What is CatANalyst

CatANalyst is a web service for predicting catalytic residues. Starting from a protein sequence or from a protein tertiary structure, CatANalyst combines several features into a vectorial representation for each residue in the protein. Among the features extracted, there are conservation profiles, residue structural neighbourhood features, protein solvent accessibility, protein secondary structure, protein clefts, etc. A detailed description of the underlying predictor and its state-of-the-art performance on a set of benchmark datasets can be found here.

Based on this residue representation, a Support Vector Machine that has been trained on thousands of catalytic and non-catalytic residue examples is queried to predict if the residues in the input sequence are catalytic.

CatANalyst outputs the protein sequence by rendering the residues with different colour temperatures and sizes, reflecting how likely they are to be catalytic.

Choose the most suitable predictor according to the input data you have. If you only know the primary structure choose the sequence-based predictor, if you also know the tertiary structure choose the structure-based one: the richer the input information the more accurate the prediction.

Prediction from the sequence

The image below shows the input form of the sequence-based predictor. As you can see from the image, you can enter directly in the text area one or more protein sequences in FASTA format. Alternatively, you can upload a text file containing the FASTA sequences on the server. If you ask for the results to be notified by e-mail, you have to specify a valid e-mail address. The prediction results will be sent to that e-mail address when ready. If you prefer a more interactive notification, by specifying "interactively" the results will be shown in the same web-browser window. In this second case, you can also specify your email address and receive a notification when your prediction task is complete.

Example prediction from sequence.

By clicking on the "Submit" button your request will be enqueued on the CatANalyst server. Note that the elaboration can take several minutes depending on several factors such as the CatANalyst server load, the length of the submitted protein/proteins, etc.

If you asked for the results to be displayed interactively, you will see a page like the one displayed below:

Example of interactive results.

You can bookmark the page and check the results later when they become available. Alternatively you can leave your browser window open: the page is automatically refreshed every 10 seconds, if the results are available, they are displayed on the same page. If the page is not automatically refreshed, you can safely reload the page manually and check the status of your job (queued, running or finished).

Prediction from the structure

Like for the case of the sequence-predictor above, you can specify to have the results displayed interactively or notified by e-mail. What is different with the structure-based predictor is the input data:

Example prediction from structure.

You can enter the PDB identifier of the protein and the chain you want to analyse. Click on the "Example" button for an example protein and chain.

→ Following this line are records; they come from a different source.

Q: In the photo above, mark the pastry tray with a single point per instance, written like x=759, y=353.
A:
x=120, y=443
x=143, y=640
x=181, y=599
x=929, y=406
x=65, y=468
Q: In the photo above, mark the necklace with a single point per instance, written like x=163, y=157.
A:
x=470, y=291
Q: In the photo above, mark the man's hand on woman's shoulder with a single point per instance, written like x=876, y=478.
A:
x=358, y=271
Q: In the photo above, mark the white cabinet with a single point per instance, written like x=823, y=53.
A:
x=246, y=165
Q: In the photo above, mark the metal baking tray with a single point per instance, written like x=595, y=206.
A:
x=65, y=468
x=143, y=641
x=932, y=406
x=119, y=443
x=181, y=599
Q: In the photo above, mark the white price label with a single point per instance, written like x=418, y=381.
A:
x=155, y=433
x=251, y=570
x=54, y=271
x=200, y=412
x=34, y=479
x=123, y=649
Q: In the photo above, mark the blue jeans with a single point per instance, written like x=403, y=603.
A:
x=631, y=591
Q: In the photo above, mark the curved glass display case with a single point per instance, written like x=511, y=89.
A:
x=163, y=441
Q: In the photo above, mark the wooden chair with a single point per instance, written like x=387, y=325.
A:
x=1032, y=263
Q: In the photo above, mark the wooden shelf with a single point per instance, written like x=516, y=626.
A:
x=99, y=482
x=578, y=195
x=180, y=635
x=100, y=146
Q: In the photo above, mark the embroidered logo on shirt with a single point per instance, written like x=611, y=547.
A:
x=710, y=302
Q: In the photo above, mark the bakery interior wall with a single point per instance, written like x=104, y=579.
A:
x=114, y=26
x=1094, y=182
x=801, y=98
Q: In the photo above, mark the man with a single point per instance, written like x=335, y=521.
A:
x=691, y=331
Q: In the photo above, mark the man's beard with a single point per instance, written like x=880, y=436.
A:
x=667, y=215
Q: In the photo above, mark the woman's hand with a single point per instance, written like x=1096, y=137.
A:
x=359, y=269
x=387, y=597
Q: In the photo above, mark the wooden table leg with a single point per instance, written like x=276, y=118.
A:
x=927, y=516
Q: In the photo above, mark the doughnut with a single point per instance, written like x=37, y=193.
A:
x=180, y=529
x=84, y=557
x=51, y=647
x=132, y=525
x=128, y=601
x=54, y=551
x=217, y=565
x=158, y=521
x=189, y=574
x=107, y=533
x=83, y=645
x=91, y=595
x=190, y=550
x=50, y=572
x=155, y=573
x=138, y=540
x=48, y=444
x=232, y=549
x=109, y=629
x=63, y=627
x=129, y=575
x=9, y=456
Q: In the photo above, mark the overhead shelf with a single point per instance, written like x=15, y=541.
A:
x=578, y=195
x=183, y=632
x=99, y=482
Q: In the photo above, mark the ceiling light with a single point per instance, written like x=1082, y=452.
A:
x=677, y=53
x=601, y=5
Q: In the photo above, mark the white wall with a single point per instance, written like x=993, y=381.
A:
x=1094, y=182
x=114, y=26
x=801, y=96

Alternatively you can upload on the server a file in standard PDB format. Note that this feature should be used only for structures that are not present in the Protein Data Bank (e.g. predicted structures). If the PDB structure is already present in the Protein Data Bank better accuracy of the prediction could be obtained by entering directly the PDB ID and chain.

Entering the protein chain is mandatory in the current version of the server and it is quite relevant if you are specifying a PDB ID which refers to a multimer molecule. If the chain is not specified in the PDB file, just enter A.

The results

The picture below shows an example result page:

Example of result visualisation.

The size of the residues reflects how likely they are to be catalytic. The same holds for the colour temperature ranging from blue to red. Detailed predictions are reported for residues that CatANalyst classified as catalytic with at least 0.5 probability. You can also shift the probability for the visualization of the putative catalytic residues by selecting a different threshold in the little pop-up menu.

Whenever you find the link "Catalytic Site Atlas (CSA) annotations" in the page, you can visualize the annotations available for your protein in the Catalytic Site Atlas (CSA).

The entire set of predictions can be visualized by clicking on the link "below".